Numerous biological processes, such as cell division and differentiation, depend significantly on miRNAs. They are highly conserved across species, extremely stable, and prevalent in seminal plasma and various body secretions [3, 15]. miRNAs were found to be highly abundant in semen; however, it is important to note that different methods of investigations may produce different results [16,17,18,19].

In the current study, two miRNA markers (miR-20b and miR-197) were selected, and their relative expression levels were applied to distinguish between semen and vaginal secretion as well as to study their accuracy to differentiate between fertile and infertile semen (oligospermia and azoospermia) clinical samples. The expression levels of miR-20b and miR-197 showed significant expression differences between all body fluid samples with a P-value < 0.001, but the expression levels of miR-197 in azoospermia samples were relatively similar to those in vaginal fluid without significant differences.

We designed a model based on Fisher’s discriminant function to differentiate various bodily fluid samples using miR-197 and miR-20b markers. The findings can be directly derived using expression data and a mathematical formula, avoiding some subjectivity and producing reliable and accurate results. With three novel equations, we were able to accurately distinguish between fertile semen & vaginal fluid, fertile & infertile semen and between oligospermia & azoospermia samples with validation accuracy of 81.3%, 100% and 100%, respectively.

Weber et al [20] studied the expression level of miRNAs in 12 human body fluids and stated that miR-197 and miR-20b are among the top 20 most prevalent miRNAs in semen samples, while the miRNA species that are uniquely detected in semen fluids are miR-197, miR-20b, miR-20b miR-380, miR-29b-2, miR-508-5p, miR-340, miR- 644, miR-17, miR-588, miR-617, and miR-1. They also demonstrated that miR-10a, miR-135b, miR-135a, and miR-10b have co-expression with semen in different body fluids.

MiR-891a and miR-888 were discovered by other researchers to have a uniform and focused distribution. These markers are able to successfully distinguish semen from a variety of forensically relevant body fluids with great semen specificity [16,17,18, 21]. However, according to the findings of Tong et al. [19] and Hanson et al. [22], there was overlapping in the expression of miR-891a regarding normal semen and various bodily fluids.

He et al. [6] developed a statistical model for classifying five human body fluids on the basis of the different expression levels of 10 miRNAs (miR-451a, miR-214-3p, miR-144-3p, miR-205-5p, miR-144-5p, miR-654-5p, miR-888-5p, miR-891a-5p, miR-203-3p, and miR-124a-3p) in semen, saliva, vaginal secretions, saliva, peripheral blood, and menstrual blood.

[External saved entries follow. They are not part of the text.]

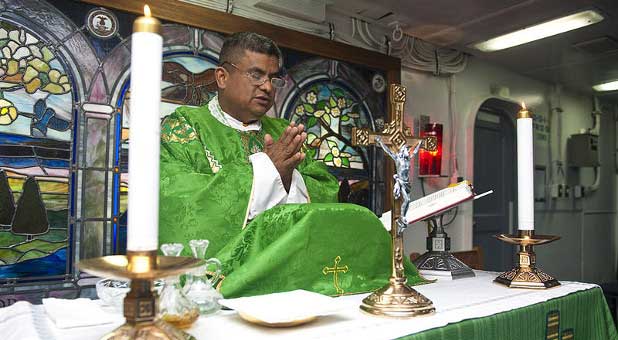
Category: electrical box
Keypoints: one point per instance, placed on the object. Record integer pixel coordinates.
(583, 150)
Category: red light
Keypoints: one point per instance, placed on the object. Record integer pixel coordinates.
(430, 162)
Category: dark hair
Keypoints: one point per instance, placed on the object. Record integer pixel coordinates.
(235, 44)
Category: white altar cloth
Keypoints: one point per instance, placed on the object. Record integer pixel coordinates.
(454, 300)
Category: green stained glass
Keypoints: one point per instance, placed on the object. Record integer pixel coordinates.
(329, 112)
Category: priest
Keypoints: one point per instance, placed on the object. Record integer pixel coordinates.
(245, 182)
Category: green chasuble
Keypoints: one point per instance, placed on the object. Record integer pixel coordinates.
(206, 188)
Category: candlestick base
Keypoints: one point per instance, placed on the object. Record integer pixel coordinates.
(525, 274)
(397, 299)
(157, 330)
(140, 304)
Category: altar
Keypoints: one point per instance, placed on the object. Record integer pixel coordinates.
(471, 308)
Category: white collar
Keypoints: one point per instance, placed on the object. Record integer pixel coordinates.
(227, 120)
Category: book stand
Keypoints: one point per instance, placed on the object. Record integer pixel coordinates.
(438, 262)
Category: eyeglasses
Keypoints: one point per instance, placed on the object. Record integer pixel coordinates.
(258, 79)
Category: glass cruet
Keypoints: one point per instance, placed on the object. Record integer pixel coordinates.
(199, 287)
(174, 307)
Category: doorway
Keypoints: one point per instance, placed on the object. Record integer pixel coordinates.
(495, 169)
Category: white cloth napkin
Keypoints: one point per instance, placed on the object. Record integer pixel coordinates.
(20, 321)
(284, 307)
(77, 313)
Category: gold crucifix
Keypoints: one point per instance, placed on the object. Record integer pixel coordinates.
(397, 298)
(335, 270)
(394, 134)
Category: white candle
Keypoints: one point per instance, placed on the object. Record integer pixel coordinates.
(525, 170)
(144, 135)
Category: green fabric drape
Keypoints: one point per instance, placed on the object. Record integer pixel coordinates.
(584, 314)
(205, 190)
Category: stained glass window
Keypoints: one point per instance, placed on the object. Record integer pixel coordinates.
(36, 112)
(329, 112)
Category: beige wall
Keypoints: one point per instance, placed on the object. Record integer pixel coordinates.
(577, 220)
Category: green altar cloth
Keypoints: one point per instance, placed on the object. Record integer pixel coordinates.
(206, 187)
(582, 315)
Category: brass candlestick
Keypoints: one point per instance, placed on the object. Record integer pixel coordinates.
(397, 298)
(140, 304)
(526, 274)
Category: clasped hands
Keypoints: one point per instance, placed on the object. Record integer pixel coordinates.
(286, 153)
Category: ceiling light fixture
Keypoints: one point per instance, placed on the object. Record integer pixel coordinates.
(609, 86)
(540, 31)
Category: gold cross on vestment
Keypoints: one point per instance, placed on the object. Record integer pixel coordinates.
(335, 270)
(395, 133)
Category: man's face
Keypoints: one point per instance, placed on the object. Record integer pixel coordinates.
(248, 100)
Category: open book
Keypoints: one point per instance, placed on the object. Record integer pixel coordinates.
(439, 201)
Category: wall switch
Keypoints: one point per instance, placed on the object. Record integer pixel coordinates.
(578, 191)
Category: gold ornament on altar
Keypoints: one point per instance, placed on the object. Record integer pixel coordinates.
(141, 303)
(397, 298)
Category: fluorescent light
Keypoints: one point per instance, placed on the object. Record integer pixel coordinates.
(609, 86)
(540, 31)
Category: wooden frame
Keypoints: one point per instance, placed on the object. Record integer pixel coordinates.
(205, 18)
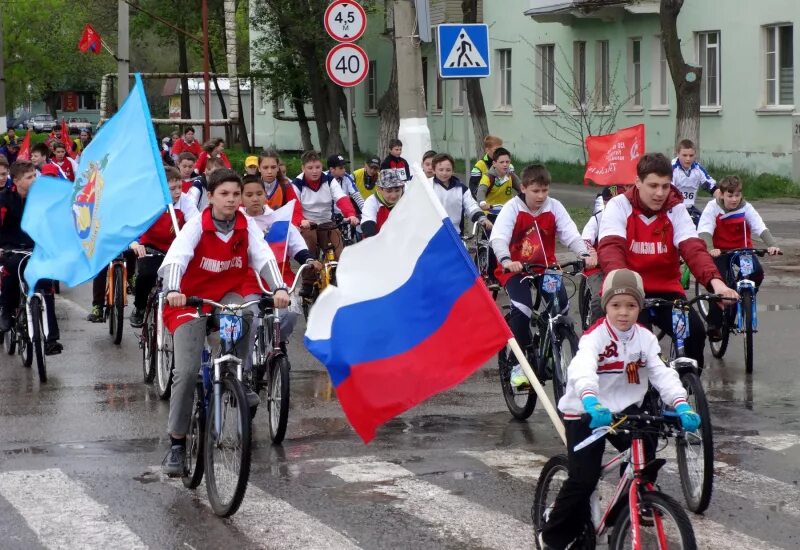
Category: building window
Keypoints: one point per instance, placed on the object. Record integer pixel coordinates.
(504, 78)
(602, 75)
(579, 74)
(661, 76)
(425, 81)
(708, 57)
(635, 72)
(371, 90)
(546, 75)
(779, 44)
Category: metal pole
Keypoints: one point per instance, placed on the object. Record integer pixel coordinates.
(349, 95)
(123, 67)
(465, 111)
(206, 91)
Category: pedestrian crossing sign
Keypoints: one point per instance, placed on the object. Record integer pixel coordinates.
(463, 51)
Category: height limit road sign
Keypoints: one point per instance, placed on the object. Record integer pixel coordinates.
(347, 65)
(345, 21)
(463, 51)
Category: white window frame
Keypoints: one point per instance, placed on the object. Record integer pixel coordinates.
(705, 52)
(546, 77)
(635, 74)
(659, 93)
(602, 73)
(772, 48)
(504, 79)
(371, 88)
(579, 75)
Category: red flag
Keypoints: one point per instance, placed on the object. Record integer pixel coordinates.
(25, 147)
(613, 157)
(90, 40)
(65, 138)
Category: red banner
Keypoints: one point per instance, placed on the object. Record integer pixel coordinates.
(613, 157)
(90, 40)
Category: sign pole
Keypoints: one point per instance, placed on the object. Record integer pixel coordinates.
(349, 94)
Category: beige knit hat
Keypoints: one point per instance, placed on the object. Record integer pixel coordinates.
(622, 281)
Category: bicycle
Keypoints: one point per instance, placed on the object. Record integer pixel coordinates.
(224, 441)
(638, 515)
(553, 345)
(29, 329)
(695, 450)
(148, 337)
(116, 297)
(271, 365)
(744, 319)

A discriminant function has been created using stepwise discriminant analysis, and the model’s accuracy in self-validation, cross-validation, identification validation set accuracy, and blind test result accuracy were all 100%.

As regards identification of infertile semen samples, in the research done by Tian et al. [10], the level of expression of different sets of miRNA markers (miR-10a, miR-10b, miR-135b, miR-888, miR-135a and miR-891a) has been assessed in normal semen as well as four different types of infertile semen samples: (asthenospermia, oligospermia, azoospermia, and asthenospermia) using real-time quantitative PCR. They stated that these markers have significant high expression in normal semen and the model’s self-validation accuracy was 100%.

Tian et al [23] investigated the expression levels of two miRNAs (10b and 135b) in various types of semen from infertile males, including asthenospermia and azoospermia and the results revealed that fertile semen expressed substantially more of the two miRNAs than did the asthenospermia and azoospermia samples. Additionally, Haas et al. [24] studied the expression of the semen miRNA markers (PRM2 and PRM1) in fertile and azoospermic semen and they stated that it was negative in azoospermic samples.

Our results were sufficient to demonstrate the existence of a difference in the expression of the studied markers between semen and vaginal fluid, also between fertile and infertile semen and between oligospermia and azospermia semen clinical samples. Moreover, this study is the first to examine the efficacy of miR-197 and miR-20b to distinguish between fertile & infertile semen and between azoospermia & oligospermia semen samples and few studies, to our knowledge, have examined the significant effect of semen fertility problems on other miRNAs markers. We could therefore introduce the use of these miRNAs markers in the field of body fluid differentiation. However, this study is based on clinical samples, thus, further studies are needed using real forensic samples from crime scenes to investigate if these markers expression can provide significant forensic body fluid identification when such samples are found in different crime scenes as in sexual assault cases.